Thomas,

On 7/23/24 13:44, James H. H. Lampert wrote:
Ladies and Gentlemen:

We still have a chronic Tomcat crashing problem at one of our installations.

The weirdest thing about this is that while this is certainly *one* of our heaviest-usage installations, it's not *the* heaviest.

We already have Tomcat shutting down and restarting itself every night. And we have the Catalina job and its associated JVM job running in a private subsystem, with a 7G private memory pool before it starts to dip into the base memory pool. And we're launching with (according to catalina.out) -Xms4096m Xmx5120m.

Might I make a few recommendations and comments, here?

1. Don't bother setting the min and max heap sizes different from each other. Assuming the process is going to grow to the max heap, you're going to need the max anyway so you may as well allocate it all at once up front.

2. What has to fit into that 7GiB private memory pool? Does it include any OS, or is it just the JVM itself?

3. Note that JVM memory requirements aren't limited to the heap. There's plenty of "native memory" that is necessary to run a JVM as well. For example, I have a production application with heap settings -Xms2048M -Xmx2048M and 'ps' tells me that the virtual size of the process is 9.9GiB and the resident size is 2.7GiB. With a ~5GiB heap, you run the risk of hitting your memory limit. If you are getting "OOME heap" then this is not your issue, but it's something to think about.

Our webapp has integration with M$ Office 365, which this installation uses.

The usual pattern when it starts to get into trouble may be connected with that integration. Looking at a typical crash in catalina.out, I see several OAuth2 errors that appear to involve an expired token, producing lengthy (over 50 line) Java stacktraces.

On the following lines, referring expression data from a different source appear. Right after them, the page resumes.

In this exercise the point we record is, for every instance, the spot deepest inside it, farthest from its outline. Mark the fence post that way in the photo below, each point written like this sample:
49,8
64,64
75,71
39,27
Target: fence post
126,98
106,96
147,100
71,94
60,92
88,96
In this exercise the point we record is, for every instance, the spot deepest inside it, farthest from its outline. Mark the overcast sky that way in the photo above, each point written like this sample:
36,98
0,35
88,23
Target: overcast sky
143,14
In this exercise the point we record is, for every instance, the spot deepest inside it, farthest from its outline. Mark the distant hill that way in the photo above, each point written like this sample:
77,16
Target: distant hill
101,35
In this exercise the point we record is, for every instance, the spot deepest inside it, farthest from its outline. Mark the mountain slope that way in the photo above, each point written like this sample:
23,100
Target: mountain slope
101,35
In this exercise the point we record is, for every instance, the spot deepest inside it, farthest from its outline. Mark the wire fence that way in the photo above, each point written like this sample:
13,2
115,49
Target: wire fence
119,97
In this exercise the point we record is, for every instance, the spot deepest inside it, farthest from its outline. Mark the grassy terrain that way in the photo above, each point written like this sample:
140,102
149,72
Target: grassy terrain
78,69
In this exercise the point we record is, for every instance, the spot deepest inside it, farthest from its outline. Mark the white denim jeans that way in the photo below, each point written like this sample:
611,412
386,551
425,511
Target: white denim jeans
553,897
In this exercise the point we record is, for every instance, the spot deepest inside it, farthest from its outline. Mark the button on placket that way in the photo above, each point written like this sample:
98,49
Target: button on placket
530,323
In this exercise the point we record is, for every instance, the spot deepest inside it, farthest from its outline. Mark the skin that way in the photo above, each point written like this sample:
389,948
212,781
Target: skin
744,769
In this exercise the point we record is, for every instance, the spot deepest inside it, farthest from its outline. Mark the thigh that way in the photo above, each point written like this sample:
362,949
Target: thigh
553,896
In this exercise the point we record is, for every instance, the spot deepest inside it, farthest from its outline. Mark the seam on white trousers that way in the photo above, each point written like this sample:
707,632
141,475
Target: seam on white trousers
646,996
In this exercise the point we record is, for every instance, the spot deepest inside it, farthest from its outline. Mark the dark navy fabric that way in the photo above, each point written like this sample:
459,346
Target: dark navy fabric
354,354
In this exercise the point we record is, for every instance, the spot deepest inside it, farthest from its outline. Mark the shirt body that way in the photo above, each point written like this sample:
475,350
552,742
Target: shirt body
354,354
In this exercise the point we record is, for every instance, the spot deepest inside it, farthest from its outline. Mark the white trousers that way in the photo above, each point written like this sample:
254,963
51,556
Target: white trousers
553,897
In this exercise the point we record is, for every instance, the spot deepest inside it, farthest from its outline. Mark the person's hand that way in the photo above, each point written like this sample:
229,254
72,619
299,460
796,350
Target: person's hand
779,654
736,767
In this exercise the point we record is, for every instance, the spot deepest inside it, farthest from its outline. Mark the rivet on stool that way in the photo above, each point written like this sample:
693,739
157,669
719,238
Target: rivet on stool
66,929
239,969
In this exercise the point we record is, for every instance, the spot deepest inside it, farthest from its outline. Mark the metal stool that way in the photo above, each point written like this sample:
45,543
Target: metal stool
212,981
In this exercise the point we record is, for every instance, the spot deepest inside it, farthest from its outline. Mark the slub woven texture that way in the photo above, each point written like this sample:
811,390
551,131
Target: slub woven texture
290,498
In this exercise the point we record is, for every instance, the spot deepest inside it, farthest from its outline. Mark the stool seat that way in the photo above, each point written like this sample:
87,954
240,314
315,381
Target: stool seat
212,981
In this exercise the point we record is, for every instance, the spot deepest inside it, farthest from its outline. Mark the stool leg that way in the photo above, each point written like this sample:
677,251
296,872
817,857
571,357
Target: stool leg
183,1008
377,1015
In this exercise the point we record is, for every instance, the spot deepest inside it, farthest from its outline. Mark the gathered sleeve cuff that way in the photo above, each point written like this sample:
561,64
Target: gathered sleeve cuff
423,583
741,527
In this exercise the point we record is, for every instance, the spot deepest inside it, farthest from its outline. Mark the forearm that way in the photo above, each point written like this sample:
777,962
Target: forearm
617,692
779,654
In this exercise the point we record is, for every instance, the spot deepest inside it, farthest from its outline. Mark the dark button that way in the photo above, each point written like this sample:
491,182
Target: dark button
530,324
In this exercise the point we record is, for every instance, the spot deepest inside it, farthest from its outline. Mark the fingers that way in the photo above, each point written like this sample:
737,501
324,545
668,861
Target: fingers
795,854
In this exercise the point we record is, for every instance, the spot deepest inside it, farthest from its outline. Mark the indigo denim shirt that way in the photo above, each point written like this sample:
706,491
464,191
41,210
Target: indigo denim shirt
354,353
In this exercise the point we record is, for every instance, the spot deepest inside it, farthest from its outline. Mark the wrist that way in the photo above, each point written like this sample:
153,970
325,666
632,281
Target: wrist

Other errors seem to involve messages from graph.microsoft.com involving "item not found," that seem to be connected with email attachment downloads from Office365.

Then a NullPointerException is thrown, producing a stacktrace of over 60 lines.

Long stack traces are not uncommon in web-based applications, especially if an application framework is involved and/or if you have many "forward" operations where a request gets forwarded through several components before a response is finally generated.

I wouldn't draw too many conclusions from the stack-trace size(s).

Then another Microsoft "item not found," like the previous one.

Then a handshaking error. Not sure what the handshaking error is *with.*

Then Tomcat runs out of memory in the Java heap space, does a dump, and everything hits the proverbial fan. 4775 lines of catalina.out entries before we manually shut it down with extreme prejudice and restart it, 508 of them before the first out-of-memory error, the rest after.

And yes, I've packaged up an excerpt to send to our webapp developers, to see if they can make head or tail of what went wrong.

Anybody have any suggestions of what to look for?

As Thomas suggested, a heap dump would be helpful but if you have already provided that to your application developers there is no need to send it to us. But... if they aren't sure how to read it or aren't sure what it's telling them... perhaps you should send THEM to *us*.

It's helpful to know some more about the application. How many users do you typically serve at a time (concurrent logins, not necessarily concurrent requests)? What kind of information gets stored long-term in the application's heap? This would be things such as session storage (per user, should be freed on logout) or caches (typically global, either never freed or some kind of eviction policy like "last 1000 entries"). Sometimes, the application really is just storing too much in memory.

I had an application that ran for years very happily with 64MiB of heap. One day it started throwing OOMEs and when we investigated the cause, it turns out we just had more users than we had in the past and we simply needed to resize of heap.

(A much later analysis showed that handing much more heap to the memory manager made the GC run a lot more efficiently and "stole" less time away from the application over time. So we run with a 2GiB heap now, even though we don't need nearly that much operating memory.)